Peón de ajedrez. Foto: Pixabay.
«Hay otras vidas, pero están en ti», dicen que dijo el poeta Paul Éluard. En mí está, entre otras vidas, la de Leo Pérez, el Joputa, que pasa por Zenda, con otros convivientes, los miércoles.
Estoy tirado en el sofá, con la tele puesta, iba a decir aburrido como una ostra pero no sé cómo viven las ostras, mejor digo que estoy harto y cansado y aburrido, muy aburrido, cuando suena el timbre de arriba. Uf. Paso. Pero vuelve a sonar y me levanto. Además me estoy meando cosa mala.
—Hola, Leo. Lo de hoy no es un atraco.
Bueno, parece que no pretende encasquetarme a la cría otra vez, menos mal.
—Ah —digo.
—Dásela, venga —dice la vecina a la cría.
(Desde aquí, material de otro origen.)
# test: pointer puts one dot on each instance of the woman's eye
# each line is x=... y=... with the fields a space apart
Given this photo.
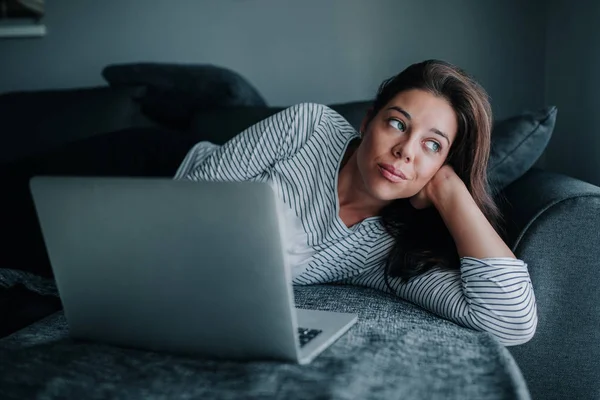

Y la niña me entrega la cajita. Está envuelta con papel de una pastelería que queda cerca de aquí.
—Son unos bombones.
El chocolate me da bastante igual, pero como no sé por dónde salir digo gracias.
La niña me mira como la otra vez. La jodida no pestañea. El otro día habló poco; el padre, un maromo barrigón, no tardó demasiado en aparecer. La cría habló poco, decía, pero, joder, cómo miraba, lo miraba todo. Menos el canal con dibujos que puse en la tele, todo. Las latas, las fotos, el ajedrez de alabastro de mi viejo, qué sé yo, todo, menos mal que no vio la cocina ni el cuarto de baño.
—Bueno, pues espero que te gusten. Gracias a ti, de verdad.
Por decir algo, pregunto por su madre.
—¿Al final se había roto la cadera?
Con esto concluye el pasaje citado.